Tydstroom Fresh Farm Chicken


Chicken is a valuable and popular source of protein; but its production requires a well-oiled machine, as Alan Swaby discovers.

 

Let’s start with a guessing game: how many chickens do you think are consumed in your country every week? Whether your guess is accurate or not, the numbers will certainly be enormous and probably far greater than you imagined.

Take South Africa, for example, where the top two largest chicken producers alone account for eight million birds a week. The fourth largest in the country is Tydstroom Fresh Farm Chicken, whose output from its Durbanville plant to the north of Cape Town is around 800,000 birds a week.

In 1995, Tydstroom—a division of Pioneer Foods, South Africa’s second largest food producing company—bought a small private abattoir handling 160,000 chickens a week. Three years later, a second plant half the size was bought and from this base, Tydstroom has quadrupled the business to what it is today.

By focusing on the Western and Eastern Cape Provinces, Tydstroom has established itself as a big player in a relatively small game; but from the beginning of February, it has taken a step towards becoming a truly national supplier by taking over a 200,000 bird a week plant in Johannesburg, serving the country’s largest region.

“We are very excited about this acquisition,” says Dawid Koen, general manager of Tydstroom. “The plant has considerable potential for improvement and we consider that with a little help from new management and a modest amount of investment, throughput will be 50 per cent higher within six months.”

There is another, commercial reason why the Johannesburg plant is an attractive proposition. For historical reasons, most of the chicken processors there produce frozen meat, and Tydstroom’s research has shown there is an unsatisfied demand for fresh chicken. “Killing birds for the frozen market,” explains Koen, “is a cheaper, more forgiving way of working. The birds don’t have to be handled with the same degree of care associated with fresh produce—a process which requires more people and far stricter controls on chilling carcasses.”

Tydstroom’scurrent strategy, therefore, is to concentrate on fresh produce, with only 40 per cent being frozen. There is the usual range of whole birds, pre-packed and individual portions. Less usual and currently exclusive to Tydstroom is the sale of a whole bird which has been de-boned —making it an ideal ingredient for the BBQ.

With chicken representing the cheapest form of meat protein available to a population of 48 million—comprising large numbers of people with a low disposable income—cost is a critical factor. Unsurprisingly, then, local suppliers have to do all they can to compete with chicken meat imported from Brazil, at 30 per cent cheaper than local prices.

“The Brazilian market,” says Koen, “is enormous compared to ours but there is a very favourable fit between the two countries. In Brazil, consumers like white meat, while South Africans prefer dark meat.

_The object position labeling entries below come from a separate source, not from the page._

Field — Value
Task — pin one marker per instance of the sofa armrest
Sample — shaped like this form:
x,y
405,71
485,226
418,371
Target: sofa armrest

Brazilian producers get top money for the breast and are content to dispose of the unwanted drumsticks and thighs at knock-down prices.”

Like all major players, Tydstroom is a vertically integrated business. It has the South African rights for a breed of bird with the most un-colourful of names: Cobb Avian 48. It’s a breed that does well in South African conditions and achieves the desired killing weight of 1.8kg in 34 days, after which its rate of growth falls away. Avian 48 is also a prolific egg producer, giving Tydstroom all the chicks it needs to feed the machine: Tydstroom hatches chicks which are then reared by specialist subcontractors until the birds are ready for slaughter just over one month later.

Even more considerable than the challenge of cheap imports from Brazil is maintaining the health of the birds. All rearing premises are electrically ring fenced to keep out wildlife that may carry disease; while all human visitors must go through a thorough process of showering and changing into sterile clothes before they ever get anywhere near the birds. Tydstroom is also trying to eliminate contamination from airborne diseases by shading bird houses with trees which filter out bacteria. Last year 6,000 trees were planted and another 6,000 are going in this year.

Incoming vehicles are sprayed and the parent birds tested every week to ensure they haven’t acquired any illnesses. Inside the abattoirs themselves, the risk of cross contamination is controlled by strict hygiene standards coupled with all processing work being carried out at temperatures of zero degrees. 

Tydstroom is also proud of the development work it does with its employees. “We currently have 1,300 staff,” says Koen, “nine hundred of whom are female. We have full time clinical sisters to look after their health concerns and welfare officers to help with any other problems that may be bothering them. We constantly work to improve their skills with various training programmes and incentives. And at the managerial level, we offer apprenticeships to young men and women studying animal sciences.”

Traditionally, chicken processing has been a water intensive business, requiring 15 litres of water for every bird killed. Tydstroom has already got that figure down to under 13 litres, and new plants will have recycling systems that reduce consumption to a target 10.5 litres. Similarly, everything consuming electricity is equipped with proximity switches to cut consumption when not in use.

However, with this quantity of birds being processed on a weekly basis, there is very little time when the plant is not busy—good news for Tydstroom, and for its customers, whose insatiable appetite for chicken shows no signs of abating.